Not exactly, as the fuel provided in orbit by these other missions will allow a much larger payload to reach the Moon's surface and return.
StarShip can already deliver a similar payload to orbit as Saturn V (though a bit less due to reusability) - it is the extra mass to the moon which requires the refuelling.
> Not exactly, as the fuel provided in orbit by these other missions will allow a much larger payload to reach the Moon's surface and return.
Amortized over the number of launches it takes to get a single moonshot.
> StarShip can already deliver a similar payload to orbit as Saturn V
But Saturn V's purpose was not getting things to orbit. We have plenty of rockets capable of getting to orbit. And given that satellites have differing needs when it comes to orbital trajectories, it's unclear whether we even need that capability. By analogy, we've had jumbo jets for decades, but most air routes are not flying on jumbo jets, because the demand isn't there.
> Amortized over the number of launches it takes to get a single moonshot.
Saturn V was completely destroyed by each launch with only the payload surviving. It's not exactly an apples to apples comparison when you compare # launches.
Those 10-15 launches of StarShip will be a lot cheaper than a single Saturn V launch because at the end you still have all the StarShips you launched and all you used was some methane and oxygen.
> Those 10-15 launches of StarShip will be a lot cheaper than a single Saturn V launch because at the end you still have all the StarShips you launched and all you used was some methane and oxygen.
Minus the maintenance for the wear-and-tear of expending (ahem) astronomical amounts of energy to propel the largest rocket ever built into space and then return through atmospheric re-entry ten or more times. Just because you have built a machine that might, at scale, be more economical than an expendable rocket does not mean that the economics will actually materialize such that it ever makes sense to realize that scale, especially if you dectuple your expected operating costs.

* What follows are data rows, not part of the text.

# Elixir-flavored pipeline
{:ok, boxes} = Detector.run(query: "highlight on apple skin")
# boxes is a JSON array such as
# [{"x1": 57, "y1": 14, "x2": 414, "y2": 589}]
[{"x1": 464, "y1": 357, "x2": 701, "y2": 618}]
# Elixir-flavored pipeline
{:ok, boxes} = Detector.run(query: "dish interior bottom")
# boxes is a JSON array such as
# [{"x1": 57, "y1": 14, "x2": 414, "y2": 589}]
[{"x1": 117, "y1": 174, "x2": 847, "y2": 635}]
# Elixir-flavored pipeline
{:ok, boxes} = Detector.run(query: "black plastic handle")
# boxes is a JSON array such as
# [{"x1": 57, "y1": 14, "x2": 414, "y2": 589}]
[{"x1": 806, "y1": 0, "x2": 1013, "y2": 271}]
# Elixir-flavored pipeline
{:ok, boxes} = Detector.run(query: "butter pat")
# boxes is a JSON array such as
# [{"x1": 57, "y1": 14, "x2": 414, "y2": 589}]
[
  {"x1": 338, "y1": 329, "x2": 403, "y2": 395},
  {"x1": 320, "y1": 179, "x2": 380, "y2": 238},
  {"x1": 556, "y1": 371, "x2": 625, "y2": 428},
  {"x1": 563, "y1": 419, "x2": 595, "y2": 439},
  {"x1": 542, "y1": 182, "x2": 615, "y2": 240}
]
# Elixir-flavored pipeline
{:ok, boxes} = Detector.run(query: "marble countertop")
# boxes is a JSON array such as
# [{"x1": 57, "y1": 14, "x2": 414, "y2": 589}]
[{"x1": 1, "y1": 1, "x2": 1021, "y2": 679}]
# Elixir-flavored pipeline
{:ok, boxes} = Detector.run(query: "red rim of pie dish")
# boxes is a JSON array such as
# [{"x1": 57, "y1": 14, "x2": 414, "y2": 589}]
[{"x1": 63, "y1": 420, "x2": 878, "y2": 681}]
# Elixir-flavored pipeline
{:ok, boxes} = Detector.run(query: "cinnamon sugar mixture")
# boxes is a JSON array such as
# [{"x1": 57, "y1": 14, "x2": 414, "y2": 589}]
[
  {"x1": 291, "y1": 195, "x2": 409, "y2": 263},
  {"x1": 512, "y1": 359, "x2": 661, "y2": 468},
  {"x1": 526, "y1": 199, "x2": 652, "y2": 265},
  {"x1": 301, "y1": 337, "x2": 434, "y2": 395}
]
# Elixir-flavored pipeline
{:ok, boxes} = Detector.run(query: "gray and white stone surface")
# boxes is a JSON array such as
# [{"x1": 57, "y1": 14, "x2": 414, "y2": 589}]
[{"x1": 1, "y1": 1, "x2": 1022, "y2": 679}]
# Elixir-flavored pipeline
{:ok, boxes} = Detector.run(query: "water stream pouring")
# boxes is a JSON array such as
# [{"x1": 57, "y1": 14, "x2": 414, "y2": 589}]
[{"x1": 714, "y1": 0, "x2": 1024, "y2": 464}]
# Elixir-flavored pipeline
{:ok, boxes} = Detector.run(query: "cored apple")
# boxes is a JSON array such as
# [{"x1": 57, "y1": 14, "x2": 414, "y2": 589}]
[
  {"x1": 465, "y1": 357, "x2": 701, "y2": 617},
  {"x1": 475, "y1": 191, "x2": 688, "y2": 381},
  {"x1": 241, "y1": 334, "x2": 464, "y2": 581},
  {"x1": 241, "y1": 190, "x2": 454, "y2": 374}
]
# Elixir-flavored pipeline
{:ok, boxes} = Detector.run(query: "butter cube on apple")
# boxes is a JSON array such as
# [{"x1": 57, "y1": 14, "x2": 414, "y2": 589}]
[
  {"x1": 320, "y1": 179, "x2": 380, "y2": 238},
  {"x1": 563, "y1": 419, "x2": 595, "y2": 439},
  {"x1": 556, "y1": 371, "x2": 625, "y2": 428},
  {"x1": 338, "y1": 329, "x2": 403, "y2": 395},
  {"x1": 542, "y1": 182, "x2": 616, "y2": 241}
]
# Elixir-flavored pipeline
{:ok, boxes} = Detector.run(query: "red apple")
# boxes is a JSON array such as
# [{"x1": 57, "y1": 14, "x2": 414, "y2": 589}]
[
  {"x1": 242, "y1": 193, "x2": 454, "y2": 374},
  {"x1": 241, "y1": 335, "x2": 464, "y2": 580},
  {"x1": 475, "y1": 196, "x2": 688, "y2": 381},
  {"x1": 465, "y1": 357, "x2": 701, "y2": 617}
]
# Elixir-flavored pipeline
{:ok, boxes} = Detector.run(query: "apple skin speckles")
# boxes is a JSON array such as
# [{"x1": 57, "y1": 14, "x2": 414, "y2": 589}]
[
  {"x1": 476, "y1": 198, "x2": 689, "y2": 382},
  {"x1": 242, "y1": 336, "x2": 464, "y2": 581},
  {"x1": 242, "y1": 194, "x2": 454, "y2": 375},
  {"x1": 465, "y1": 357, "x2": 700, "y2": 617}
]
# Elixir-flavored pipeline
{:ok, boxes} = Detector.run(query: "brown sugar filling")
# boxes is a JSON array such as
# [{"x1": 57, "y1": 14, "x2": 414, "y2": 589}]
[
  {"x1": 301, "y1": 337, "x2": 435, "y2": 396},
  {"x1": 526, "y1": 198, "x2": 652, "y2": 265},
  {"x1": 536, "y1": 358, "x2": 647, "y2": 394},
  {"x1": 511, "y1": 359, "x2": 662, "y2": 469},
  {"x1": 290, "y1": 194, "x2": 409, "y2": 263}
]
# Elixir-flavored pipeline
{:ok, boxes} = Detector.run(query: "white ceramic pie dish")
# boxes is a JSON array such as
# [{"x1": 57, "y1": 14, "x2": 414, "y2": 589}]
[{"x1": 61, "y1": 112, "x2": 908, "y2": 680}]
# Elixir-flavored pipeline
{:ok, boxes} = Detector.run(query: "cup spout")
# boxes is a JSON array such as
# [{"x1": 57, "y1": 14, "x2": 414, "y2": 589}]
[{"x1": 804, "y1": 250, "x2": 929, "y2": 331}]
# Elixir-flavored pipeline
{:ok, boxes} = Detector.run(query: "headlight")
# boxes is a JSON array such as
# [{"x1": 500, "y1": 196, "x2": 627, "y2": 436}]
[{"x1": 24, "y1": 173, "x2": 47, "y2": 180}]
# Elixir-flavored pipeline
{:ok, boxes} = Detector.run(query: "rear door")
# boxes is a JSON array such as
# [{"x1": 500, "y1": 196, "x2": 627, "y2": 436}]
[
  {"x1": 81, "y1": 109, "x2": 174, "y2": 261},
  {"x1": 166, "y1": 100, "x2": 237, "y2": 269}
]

> But Saturn V's purpose was not getting things to orbit.
The way rocket staging works - each stage delivers the next stage to a predefined orbit / trajectory or energy level. It is not Saturn V that went to the moon, it just lofted a payload (final stage) into orbit that could perform a TLI.
In orbit refuelling with StarShip is a major innovation, meaning that we don't need to separate payloads into parts and assemble them on orbit. Instead we can refuel a reusable boost stage.